FIG. 1 is a circuit diagram showing a two-way wireless communication device according to a first embodiment of the present invention.

FIG. 2 is a circuit diagram showing a two-way wireless communication device according to a second embodiment of the present invention.

FIG. 3 is a circuit diagram showing a two-way wireless communication device according to a third embodiment of the present invention.

FIG. 4 is a circuit diagram showing a conventional synchronous phase detection circuit.

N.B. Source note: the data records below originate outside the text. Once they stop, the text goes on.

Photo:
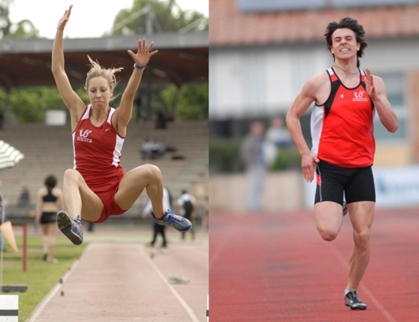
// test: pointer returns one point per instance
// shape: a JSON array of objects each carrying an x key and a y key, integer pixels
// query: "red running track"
[{"x": 275, "y": 267}]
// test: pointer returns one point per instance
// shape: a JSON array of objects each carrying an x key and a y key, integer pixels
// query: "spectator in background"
[
  {"x": 187, "y": 208},
  {"x": 159, "y": 229},
  {"x": 49, "y": 201},
  {"x": 276, "y": 137},
  {"x": 24, "y": 198},
  {"x": 1, "y": 120},
  {"x": 253, "y": 157},
  {"x": 161, "y": 120}
]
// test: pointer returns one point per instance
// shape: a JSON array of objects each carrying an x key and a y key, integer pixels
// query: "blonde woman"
[
  {"x": 49, "y": 201},
  {"x": 97, "y": 186}
]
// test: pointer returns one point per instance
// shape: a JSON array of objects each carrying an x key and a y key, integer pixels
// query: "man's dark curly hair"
[{"x": 351, "y": 24}]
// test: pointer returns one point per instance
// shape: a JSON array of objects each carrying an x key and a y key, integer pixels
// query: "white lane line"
[
  {"x": 377, "y": 303},
  {"x": 176, "y": 294},
  {"x": 39, "y": 308}
]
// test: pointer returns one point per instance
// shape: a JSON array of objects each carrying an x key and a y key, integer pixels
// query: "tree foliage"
[
  {"x": 189, "y": 102},
  {"x": 22, "y": 29},
  {"x": 147, "y": 16}
]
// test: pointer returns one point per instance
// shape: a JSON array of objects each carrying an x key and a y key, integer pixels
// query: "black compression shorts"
[{"x": 333, "y": 181}]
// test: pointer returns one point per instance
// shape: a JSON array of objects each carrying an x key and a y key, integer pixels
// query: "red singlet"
[
  {"x": 97, "y": 153},
  {"x": 342, "y": 128}
]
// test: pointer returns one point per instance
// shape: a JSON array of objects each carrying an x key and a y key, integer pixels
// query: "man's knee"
[
  {"x": 327, "y": 234},
  {"x": 362, "y": 239}
]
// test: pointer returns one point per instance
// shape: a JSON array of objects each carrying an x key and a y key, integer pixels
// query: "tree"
[
  {"x": 22, "y": 29},
  {"x": 147, "y": 16}
]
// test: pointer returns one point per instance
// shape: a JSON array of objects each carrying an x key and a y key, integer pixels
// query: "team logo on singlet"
[
  {"x": 84, "y": 136},
  {"x": 359, "y": 97}
]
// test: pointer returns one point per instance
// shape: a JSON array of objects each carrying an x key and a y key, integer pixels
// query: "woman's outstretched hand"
[
  {"x": 63, "y": 21},
  {"x": 143, "y": 55}
]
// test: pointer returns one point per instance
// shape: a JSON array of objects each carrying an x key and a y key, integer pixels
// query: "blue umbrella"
[{"x": 9, "y": 156}]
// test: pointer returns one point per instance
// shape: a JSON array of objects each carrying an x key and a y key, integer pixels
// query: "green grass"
[{"x": 40, "y": 276}]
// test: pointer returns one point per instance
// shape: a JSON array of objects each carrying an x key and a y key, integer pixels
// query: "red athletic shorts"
[{"x": 110, "y": 208}]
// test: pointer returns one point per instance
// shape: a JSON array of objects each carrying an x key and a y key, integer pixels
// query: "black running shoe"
[
  {"x": 352, "y": 301},
  {"x": 70, "y": 227},
  {"x": 170, "y": 219}
]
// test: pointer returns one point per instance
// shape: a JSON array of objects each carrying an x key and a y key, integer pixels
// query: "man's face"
[{"x": 344, "y": 45}]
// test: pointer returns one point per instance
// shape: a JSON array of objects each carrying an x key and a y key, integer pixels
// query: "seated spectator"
[
  {"x": 24, "y": 198},
  {"x": 161, "y": 120}
]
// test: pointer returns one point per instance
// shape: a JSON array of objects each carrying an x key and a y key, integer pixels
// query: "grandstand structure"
[{"x": 48, "y": 150}]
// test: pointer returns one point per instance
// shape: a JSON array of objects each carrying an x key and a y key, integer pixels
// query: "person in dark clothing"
[
  {"x": 159, "y": 229},
  {"x": 187, "y": 206}
]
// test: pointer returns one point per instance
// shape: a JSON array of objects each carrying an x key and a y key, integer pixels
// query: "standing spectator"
[
  {"x": 1, "y": 120},
  {"x": 255, "y": 165},
  {"x": 161, "y": 120},
  {"x": 159, "y": 229},
  {"x": 24, "y": 198},
  {"x": 49, "y": 201},
  {"x": 276, "y": 136},
  {"x": 187, "y": 207}
]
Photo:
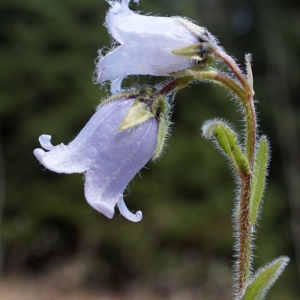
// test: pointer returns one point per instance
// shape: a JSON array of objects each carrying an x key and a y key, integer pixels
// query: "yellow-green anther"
[
  {"x": 249, "y": 71},
  {"x": 227, "y": 141},
  {"x": 258, "y": 178},
  {"x": 137, "y": 114},
  {"x": 163, "y": 129}
]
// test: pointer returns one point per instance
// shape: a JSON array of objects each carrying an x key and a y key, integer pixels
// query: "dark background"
[{"x": 184, "y": 242}]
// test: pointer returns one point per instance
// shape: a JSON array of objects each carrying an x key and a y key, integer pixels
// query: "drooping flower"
[
  {"x": 151, "y": 45},
  {"x": 120, "y": 138}
]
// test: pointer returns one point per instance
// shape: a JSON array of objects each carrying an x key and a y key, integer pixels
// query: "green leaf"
[
  {"x": 227, "y": 141},
  {"x": 258, "y": 178},
  {"x": 264, "y": 278}
]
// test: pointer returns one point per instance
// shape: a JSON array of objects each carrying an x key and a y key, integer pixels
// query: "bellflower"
[
  {"x": 151, "y": 45},
  {"x": 115, "y": 144}
]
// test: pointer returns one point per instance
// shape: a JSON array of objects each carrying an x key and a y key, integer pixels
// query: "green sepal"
[
  {"x": 264, "y": 278},
  {"x": 227, "y": 141},
  {"x": 162, "y": 111},
  {"x": 138, "y": 113},
  {"x": 258, "y": 178},
  {"x": 201, "y": 32}
]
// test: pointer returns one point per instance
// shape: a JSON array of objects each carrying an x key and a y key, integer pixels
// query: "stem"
[
  {"x": 244, "y": 226},
  {"x": 244, "y": 235},
  {"x": 249, "y": 109}
]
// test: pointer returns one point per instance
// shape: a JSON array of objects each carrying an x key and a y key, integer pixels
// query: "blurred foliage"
[{"x": 47, "y": 53}]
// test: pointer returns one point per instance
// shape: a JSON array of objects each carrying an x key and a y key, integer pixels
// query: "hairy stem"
[
  {"x": 244, "y": 226},
  {"x": 249, "y": 109},
  {"x": 244, "y": 230}
]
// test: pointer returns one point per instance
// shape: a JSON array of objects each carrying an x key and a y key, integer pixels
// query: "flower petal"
[
  {"x": 127, "y": 214},
  {"x": 146, "y": 47},
  {"x": 143, "y": 60},
  {"x": 109, "y": 157}
]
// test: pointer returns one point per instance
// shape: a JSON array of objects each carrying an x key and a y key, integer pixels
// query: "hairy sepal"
[{"x": 258, "y": 181}]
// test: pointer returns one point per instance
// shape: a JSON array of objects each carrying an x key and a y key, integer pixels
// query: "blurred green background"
[{"x": 184, "y": 242}]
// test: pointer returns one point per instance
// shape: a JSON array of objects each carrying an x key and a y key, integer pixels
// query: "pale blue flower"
[
  {"x": 146, "y": 46},
  {"x": 109, "y": 157}
]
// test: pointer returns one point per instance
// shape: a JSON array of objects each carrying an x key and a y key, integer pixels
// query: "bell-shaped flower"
[
  {"x": 151, "y": 45},
  {"x": 120, "y": 138}
]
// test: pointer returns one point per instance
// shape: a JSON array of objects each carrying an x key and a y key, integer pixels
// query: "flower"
[
  {"x": 151, "y": 45},
  {"x": 109, "y": 156}
]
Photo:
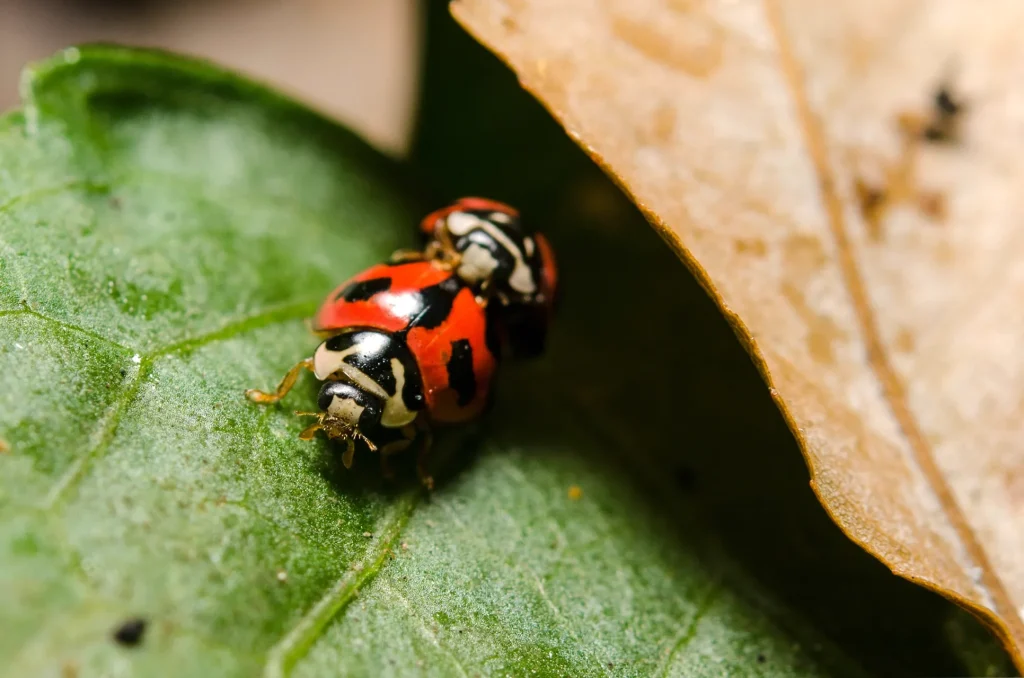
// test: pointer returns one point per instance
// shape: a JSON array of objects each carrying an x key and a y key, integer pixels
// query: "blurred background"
[{"x": 356, "y": 60}]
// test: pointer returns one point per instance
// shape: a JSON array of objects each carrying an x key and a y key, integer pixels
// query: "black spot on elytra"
[
  {"x": 437, "y": 302},
  {"x": 945, "y": 103},
  {"x": 363, "y": 290},
  {"x": 130, "y": 632},
  {"x": 460, "y": 369}
]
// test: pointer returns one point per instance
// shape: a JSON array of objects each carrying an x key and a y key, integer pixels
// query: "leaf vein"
[
  {"x": 296, "y": 642},
  {"x": 1009, "y": 623},
  {"x": 688, "y": 631}
]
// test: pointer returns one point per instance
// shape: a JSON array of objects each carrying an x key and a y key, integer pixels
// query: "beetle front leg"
[{"x": 284, "y": 387}]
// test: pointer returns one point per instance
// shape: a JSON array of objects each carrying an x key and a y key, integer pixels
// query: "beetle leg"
[
  {"x": 308, "y": 432},
  {"x": 349, "y": 454},
  {"x": 286, "y": 384}
]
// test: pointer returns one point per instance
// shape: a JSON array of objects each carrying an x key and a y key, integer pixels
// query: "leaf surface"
[
  {"x": 166, "y": 229},
  {"x": 875, "y": 277}
]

FIG. 5 is a circuit diagram showing a conventional quasi-synchronous phase detection circuit.

[Explanation of symbols]

 DESCRIPTION OF SYMBOLS 1 2 frequency antenna 1a Antenna terminal 2 1st band pass filter 3 2nd band pass filter 4 1st antenna changeover switch 4a 1st antenna changeover switch antenna terminal 4b 1st antenna changeover switch transmission terminal 4c Reception terminal of first antenna changeover switch 5 Second antenna changeover switch 5a Antenna terminal of second antenna changeover switch 5b Receiving terminal of second antenna changeover switch 5c Transmission terminal of second antenna changeover switch 6 Transmitter 7 Receiver 8 Carrier recovery unit 9 Reference signal generator 10 Low noise amplifier 11 Limiter amplifier 12 Inverter 13 CMOS exclusive OR gate 14 Voltage control reference signal generator 15 PLL oscillator 16 A / D converter 17 First low-pass filter 18 PLL device 19 second Band-pass filter 20 third low-pass filter 21 quadrature modulator 22 quadrature demodulator 23 second low noise amplifier 24 signal processor 25 data input terminal 26 data output terminal 27 phase comparator 28 loop filter 29 variable frequency oscillator 30 Remodulation circuit 31 Phase control circuit 32 Modulation signal reception input terminal 33 Reception digital signal input terminal 34 Regenerated carrier wave output terminal 35 Digital complex multiplier 36 Digital variable frequency oscillator

 ──────────────────────────────────────────────────続 き Continued on the front page (72) Inventor Yukio Sakai 1006 Kazuma Kadoma, Osaka Prefecture Matsushita Electric Industrial Co., Ltd. F-term (reference) 5K011 BA10 DA10 DA21 DA27 EA01 EA02 FA07 GA06 KA13

Claims (3)

[Claims] A transmitting unit for transmitting two signals, a reference signal and a transmission signal used when generating a modulation signal or a transmission wave; separating the reference signal from the transmission signal and using the reference signal; And a receiver for reproducing a carrier from the transmission signal. 2. A two-frequency antenna for transmitting and receiving two signals of a reference signal and a transmission signal, a band-pass filter connected between an antenna terminal and an antenna switch terminal, and reception of the antenna switch. Terminal and CMO
A low noise amplifier, a limiter amplifier, and an inverter connected between the S exclusive OR gate;
2. The bidirectional wireless communication apparatus according to claim 1, further comprising a carrier recovery circuit configured by a voltage control reference signal generator connected between an output terminal of the OS exclusive OR gate and the PLL oscillator. 3. A reference signal required for a PLL oscillator, an A / D conversion clock for A / D conversion of I and Q components demodulated by a receiving unit, and a system clock required for a signal processor are the same. 3. The two-way wireless communication apparatus according to claim 1, wherein said two-way wireless communication apparatus is supplied from said voltage control reference signal generator.